What happens to the lender if the charge created is not registered?
The charge created over security offered becomes void if it is not registered within the stipulated period prescribed under section 125 of companies’ acts. Where a charge is void for non-registration, no right of lien can be claimed by the creditor on the documents of title, as they were only supplementary to the charge and were delivered pursuant to the charge. Further, the unregistered charge becomes unenforceable on the date of winding up order; as the Official Liquidator would treat such creditor whose charge is not registered as an ordinary creditor instead of a secured creditor. Even in the case of going concern, the first charge holder loses the priority of a charge holder if the charge created by him has not been registered. For instance, if the subsequent charge is created on the same property by another lender, the subsequent charge holder who has registered the charge would enjoy priority of charge over such property or assets. In such cases, the second charge-holder (who registered the charge first) may at any time attach the exact property of the borrower and get the charge enforced by selling or disposing–off such property to recover his dues.
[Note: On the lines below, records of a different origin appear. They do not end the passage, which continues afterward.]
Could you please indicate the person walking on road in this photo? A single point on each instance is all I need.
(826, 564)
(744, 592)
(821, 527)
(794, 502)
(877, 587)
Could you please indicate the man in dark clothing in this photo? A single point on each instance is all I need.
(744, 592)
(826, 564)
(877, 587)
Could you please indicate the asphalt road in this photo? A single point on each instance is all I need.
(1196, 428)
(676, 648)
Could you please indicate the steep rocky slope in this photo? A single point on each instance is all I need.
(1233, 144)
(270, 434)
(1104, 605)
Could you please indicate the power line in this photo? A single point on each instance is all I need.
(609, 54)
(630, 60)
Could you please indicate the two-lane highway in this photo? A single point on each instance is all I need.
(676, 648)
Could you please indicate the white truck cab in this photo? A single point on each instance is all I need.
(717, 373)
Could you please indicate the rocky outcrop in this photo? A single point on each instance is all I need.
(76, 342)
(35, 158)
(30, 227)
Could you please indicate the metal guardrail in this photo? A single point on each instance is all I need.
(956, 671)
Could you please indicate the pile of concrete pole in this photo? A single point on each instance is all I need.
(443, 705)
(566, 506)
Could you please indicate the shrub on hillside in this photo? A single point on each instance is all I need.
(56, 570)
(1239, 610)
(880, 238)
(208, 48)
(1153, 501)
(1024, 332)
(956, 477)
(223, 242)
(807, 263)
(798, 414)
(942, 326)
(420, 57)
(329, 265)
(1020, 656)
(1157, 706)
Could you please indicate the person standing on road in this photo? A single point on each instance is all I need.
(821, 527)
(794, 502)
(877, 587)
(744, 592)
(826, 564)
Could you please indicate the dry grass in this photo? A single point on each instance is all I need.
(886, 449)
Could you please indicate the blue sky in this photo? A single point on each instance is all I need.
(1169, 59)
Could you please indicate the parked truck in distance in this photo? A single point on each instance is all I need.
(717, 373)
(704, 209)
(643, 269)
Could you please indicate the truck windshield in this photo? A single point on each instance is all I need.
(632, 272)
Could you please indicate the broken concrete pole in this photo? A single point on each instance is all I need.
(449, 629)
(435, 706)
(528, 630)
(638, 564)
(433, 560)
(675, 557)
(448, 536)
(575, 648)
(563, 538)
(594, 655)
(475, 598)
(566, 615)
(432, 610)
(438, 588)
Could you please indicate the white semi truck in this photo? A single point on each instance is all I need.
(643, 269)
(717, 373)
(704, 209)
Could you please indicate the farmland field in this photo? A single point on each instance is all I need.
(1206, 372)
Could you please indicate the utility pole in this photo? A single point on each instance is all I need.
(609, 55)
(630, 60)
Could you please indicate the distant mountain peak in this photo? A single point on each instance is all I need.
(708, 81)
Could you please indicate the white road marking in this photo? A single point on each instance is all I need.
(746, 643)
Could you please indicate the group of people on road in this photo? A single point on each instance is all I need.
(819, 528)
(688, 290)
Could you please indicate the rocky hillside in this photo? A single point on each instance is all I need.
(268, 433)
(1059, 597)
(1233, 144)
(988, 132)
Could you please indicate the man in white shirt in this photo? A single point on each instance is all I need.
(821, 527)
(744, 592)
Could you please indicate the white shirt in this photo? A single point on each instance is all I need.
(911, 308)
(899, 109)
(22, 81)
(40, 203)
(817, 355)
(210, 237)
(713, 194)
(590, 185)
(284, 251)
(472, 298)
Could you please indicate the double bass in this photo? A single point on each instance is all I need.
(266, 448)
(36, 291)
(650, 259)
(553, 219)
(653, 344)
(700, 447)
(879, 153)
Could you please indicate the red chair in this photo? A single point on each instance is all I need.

The important point to be noted here is that the borrower company is not discharged from its liability and obligations to the creditor just because the security offered for such liabilities turn out to be invalid. The consequence of non-registration of charge is that it badly hits the creditor as explained above i.e. the lender loses the security offered to him for the money financed and also he loses his secured creditor status against the liquidator and other creditors.
In terms of section 125(3) of companies acts, when a charge becomes void, the money secured thereby shall immediately become payable by the company. Further, the company, and every officer of the company or other people who are in default, shall be punishable for not registering the charge (section 142(2) of company acts).